А так как атмосфера в мастерской была весёлой, сюда сначала заглянул один актёр, и начал посещать художников постоянно, потом пришёл другой, третий, начали приходить и компании, посидеть, поболтать. У кого наболело в душе, и он не знал, где выговориться, шёл сюда, другой провинился и решил сбежать от начальства, тоже шёл к ним, третьему нужно поделиться семейными новостями, четвёртому - выпить, и лучше товарищей, чем художники, он не мог отыскать в округе. Со временем здесь сложился своеобразный клуб: если нужно отпраздновать Новый Год в неформальной обстановке, пожалуйста, восьмое марта - опять у них, день рождения - вам всегда рады. Приходили мужчины и женщины. И при тусклом свете единственной лампочки, висевшей высоко под потолком (потолки высокие, пять метров - умели же раньше строить!), на продавленном, когда то зелёном, а теперь бесцветном, засаленном диване, за большим столом, у которого были подпилены ножки, чтоб было удобно, не вытягиваясь, прямо с дивана брать еду, много, что было сказано, решено и сделано. И за разговорами и едой обсуждались различные проблемы: театральные, политические, семейные. Сколько здесь произошло споров, дискуссий! Всё это "взбрызгивалось" изрядной дозой спиртного: водкой, пивом, вином, не чуждались театралы и коньяка, а когда двери заграницы широко распахнулись, здесь пробовали и экзотические импортные напитки. Часто закусывать было нечем, но никто не жаловался, главное - чтоб было весело.
Как ни странно, "о клубе" знало и театральное начальство, но закрывало "на это безобразие" глаза. Начальство - тоже люди, тоже любили "расслабиться", и тоже иногда шли "в гости". После второй, третьей рюмки с них спадали важность, с которой они приходили, и у них также "развязывались языки", как и у остальных присутствующих.

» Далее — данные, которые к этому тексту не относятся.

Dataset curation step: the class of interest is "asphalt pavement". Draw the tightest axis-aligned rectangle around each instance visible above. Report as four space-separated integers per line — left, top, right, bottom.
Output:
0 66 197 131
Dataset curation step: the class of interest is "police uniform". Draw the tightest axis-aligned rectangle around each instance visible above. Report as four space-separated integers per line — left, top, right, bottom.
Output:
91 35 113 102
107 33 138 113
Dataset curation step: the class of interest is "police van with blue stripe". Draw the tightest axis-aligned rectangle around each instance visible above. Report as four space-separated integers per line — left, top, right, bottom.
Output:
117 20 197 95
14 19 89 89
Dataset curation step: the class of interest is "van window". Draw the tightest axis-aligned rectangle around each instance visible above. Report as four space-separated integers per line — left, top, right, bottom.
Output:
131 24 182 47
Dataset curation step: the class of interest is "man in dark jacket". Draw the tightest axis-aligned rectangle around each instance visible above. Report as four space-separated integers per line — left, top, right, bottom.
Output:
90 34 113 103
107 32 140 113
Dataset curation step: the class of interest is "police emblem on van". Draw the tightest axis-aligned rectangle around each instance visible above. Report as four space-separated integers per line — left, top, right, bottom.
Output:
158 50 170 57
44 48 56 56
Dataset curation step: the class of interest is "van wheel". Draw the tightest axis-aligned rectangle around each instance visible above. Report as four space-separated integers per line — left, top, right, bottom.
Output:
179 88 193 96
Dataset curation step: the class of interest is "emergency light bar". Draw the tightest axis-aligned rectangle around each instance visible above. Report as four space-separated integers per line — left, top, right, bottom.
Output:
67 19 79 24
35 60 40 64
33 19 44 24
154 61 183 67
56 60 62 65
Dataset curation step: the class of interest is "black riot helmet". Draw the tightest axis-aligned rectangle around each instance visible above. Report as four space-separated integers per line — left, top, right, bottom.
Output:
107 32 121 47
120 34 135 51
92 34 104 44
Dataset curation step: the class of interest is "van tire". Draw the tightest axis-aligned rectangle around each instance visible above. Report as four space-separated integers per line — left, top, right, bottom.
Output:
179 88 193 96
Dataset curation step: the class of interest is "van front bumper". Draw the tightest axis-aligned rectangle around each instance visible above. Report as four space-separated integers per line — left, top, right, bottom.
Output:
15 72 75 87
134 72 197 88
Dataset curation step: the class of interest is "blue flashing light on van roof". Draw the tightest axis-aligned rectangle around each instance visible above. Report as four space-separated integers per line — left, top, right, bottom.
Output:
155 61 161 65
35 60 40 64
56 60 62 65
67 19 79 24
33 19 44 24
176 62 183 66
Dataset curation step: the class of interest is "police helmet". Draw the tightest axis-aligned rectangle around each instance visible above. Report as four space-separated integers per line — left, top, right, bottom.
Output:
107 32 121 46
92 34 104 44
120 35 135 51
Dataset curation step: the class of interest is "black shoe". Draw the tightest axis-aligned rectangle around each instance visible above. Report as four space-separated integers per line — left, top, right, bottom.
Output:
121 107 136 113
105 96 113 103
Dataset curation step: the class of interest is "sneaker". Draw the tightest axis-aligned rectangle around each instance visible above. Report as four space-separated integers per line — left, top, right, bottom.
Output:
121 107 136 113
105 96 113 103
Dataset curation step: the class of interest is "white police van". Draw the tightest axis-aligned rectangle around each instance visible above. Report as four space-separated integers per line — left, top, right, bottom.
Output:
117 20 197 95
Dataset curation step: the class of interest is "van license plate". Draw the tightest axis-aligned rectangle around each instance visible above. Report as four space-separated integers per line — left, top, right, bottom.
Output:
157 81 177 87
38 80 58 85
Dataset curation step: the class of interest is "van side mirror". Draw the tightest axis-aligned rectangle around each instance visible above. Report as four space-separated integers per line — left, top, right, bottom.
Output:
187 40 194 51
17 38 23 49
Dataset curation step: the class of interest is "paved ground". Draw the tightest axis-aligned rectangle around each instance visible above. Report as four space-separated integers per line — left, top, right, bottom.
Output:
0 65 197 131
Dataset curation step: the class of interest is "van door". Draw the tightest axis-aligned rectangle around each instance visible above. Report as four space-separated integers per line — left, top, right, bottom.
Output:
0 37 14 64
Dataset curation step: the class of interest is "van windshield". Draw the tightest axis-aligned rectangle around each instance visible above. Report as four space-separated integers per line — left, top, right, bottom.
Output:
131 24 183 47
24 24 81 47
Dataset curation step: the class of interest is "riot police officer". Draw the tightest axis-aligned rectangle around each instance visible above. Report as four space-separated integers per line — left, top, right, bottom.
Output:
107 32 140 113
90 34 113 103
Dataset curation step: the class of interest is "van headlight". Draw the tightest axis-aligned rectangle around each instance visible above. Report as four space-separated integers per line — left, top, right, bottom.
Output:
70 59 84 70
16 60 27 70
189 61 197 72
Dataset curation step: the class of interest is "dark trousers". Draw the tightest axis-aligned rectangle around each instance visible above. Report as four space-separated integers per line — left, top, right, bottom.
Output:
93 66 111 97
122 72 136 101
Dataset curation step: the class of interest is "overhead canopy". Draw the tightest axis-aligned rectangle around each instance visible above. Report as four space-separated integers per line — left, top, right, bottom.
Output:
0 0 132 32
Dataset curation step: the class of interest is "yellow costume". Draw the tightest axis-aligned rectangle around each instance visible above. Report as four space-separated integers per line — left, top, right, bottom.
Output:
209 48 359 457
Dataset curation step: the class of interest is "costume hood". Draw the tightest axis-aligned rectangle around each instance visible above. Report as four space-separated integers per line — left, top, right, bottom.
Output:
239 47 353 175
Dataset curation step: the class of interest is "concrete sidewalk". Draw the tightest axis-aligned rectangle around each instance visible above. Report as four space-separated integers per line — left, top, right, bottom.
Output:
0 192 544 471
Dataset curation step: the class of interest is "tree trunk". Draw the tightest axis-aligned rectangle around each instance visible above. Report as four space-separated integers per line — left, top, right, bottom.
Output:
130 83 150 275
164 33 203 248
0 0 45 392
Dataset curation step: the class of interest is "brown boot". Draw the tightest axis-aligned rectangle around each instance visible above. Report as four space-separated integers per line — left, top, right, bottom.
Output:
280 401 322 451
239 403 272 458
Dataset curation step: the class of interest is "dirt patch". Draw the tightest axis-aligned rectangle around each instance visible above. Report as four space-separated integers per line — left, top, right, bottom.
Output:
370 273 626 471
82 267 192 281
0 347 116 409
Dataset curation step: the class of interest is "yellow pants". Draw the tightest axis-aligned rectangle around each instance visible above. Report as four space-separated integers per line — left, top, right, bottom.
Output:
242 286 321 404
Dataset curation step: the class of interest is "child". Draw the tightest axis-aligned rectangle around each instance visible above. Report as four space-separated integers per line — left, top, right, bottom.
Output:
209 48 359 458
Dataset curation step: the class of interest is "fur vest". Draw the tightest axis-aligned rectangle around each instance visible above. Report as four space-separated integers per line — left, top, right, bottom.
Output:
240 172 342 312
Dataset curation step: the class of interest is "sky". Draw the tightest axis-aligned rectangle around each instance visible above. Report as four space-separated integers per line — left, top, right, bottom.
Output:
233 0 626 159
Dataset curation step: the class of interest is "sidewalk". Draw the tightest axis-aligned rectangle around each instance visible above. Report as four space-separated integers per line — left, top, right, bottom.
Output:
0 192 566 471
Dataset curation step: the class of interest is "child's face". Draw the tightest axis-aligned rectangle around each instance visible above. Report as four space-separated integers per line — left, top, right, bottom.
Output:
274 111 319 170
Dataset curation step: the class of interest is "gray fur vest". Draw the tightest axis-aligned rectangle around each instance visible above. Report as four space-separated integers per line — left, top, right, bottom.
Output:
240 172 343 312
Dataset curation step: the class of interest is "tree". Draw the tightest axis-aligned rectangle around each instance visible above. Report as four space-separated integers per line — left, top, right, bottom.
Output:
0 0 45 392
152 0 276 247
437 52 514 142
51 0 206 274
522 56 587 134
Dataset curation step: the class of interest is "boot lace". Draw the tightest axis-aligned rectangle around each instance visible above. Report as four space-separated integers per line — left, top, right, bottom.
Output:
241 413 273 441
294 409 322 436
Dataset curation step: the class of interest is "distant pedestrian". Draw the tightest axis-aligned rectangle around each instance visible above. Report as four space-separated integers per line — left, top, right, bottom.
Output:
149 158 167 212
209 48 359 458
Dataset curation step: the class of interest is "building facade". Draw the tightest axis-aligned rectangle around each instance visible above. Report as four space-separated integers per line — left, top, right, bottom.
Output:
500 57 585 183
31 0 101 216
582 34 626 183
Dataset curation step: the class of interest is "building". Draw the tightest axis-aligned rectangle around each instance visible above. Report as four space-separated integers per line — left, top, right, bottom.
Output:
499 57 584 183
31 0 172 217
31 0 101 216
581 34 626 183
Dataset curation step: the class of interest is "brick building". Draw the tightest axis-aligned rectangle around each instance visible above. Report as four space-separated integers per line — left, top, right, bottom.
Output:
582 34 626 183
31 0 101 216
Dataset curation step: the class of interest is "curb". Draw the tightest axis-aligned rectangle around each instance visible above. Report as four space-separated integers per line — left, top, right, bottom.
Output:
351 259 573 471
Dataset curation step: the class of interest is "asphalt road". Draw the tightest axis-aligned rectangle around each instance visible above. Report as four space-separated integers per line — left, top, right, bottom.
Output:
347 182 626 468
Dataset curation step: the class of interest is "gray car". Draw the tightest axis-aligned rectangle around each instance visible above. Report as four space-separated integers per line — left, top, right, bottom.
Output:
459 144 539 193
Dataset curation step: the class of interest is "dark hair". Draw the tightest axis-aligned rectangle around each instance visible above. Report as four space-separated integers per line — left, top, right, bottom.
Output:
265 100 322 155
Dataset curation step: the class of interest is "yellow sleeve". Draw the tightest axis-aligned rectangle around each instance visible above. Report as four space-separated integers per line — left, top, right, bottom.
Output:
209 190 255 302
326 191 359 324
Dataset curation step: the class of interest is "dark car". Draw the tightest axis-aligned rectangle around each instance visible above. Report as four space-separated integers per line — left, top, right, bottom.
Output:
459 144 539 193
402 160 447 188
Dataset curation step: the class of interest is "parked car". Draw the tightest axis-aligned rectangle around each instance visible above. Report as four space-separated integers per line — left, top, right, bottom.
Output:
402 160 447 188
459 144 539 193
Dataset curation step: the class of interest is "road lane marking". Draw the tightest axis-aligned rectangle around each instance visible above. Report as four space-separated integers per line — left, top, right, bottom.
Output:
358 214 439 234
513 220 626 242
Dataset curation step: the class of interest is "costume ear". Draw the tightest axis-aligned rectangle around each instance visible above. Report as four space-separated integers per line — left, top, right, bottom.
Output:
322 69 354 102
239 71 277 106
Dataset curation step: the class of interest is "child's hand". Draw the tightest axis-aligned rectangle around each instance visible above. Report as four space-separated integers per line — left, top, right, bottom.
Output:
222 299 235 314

И я там был, мед, пиво пил!
...Но в последнее время Федя находился в тоске. Геннадий Федорович проснулся.... Он ещё долго продолжал лежать на том самом продавленном диване в мастерской театра, за которым вчера собиралась шумная компания. Было девять часов утра, но вставать не хотелось.... И после вчерашней пирушки у него болела голова.... Домой вчера вечером он не пошёл. Вообще, в последнее время он редко ходил домой - избегал своих стариков, отца и мать, с которыми жил (Геннадий Фёдорович не женат), и у которых он был единственный, лелеемый ими сын. В последнее время Феде казалось, что они не одобряют ни его поведения, ни образа жизни... в последнее время ему казалось, что они смотрят на него как то укоризненно, чего? то хотят от него, чего то ждут, чего? он не понимал, поэтому старался, как можно меньше быть дома. Поэтому и вчера вечером он снова решил остаться в театре.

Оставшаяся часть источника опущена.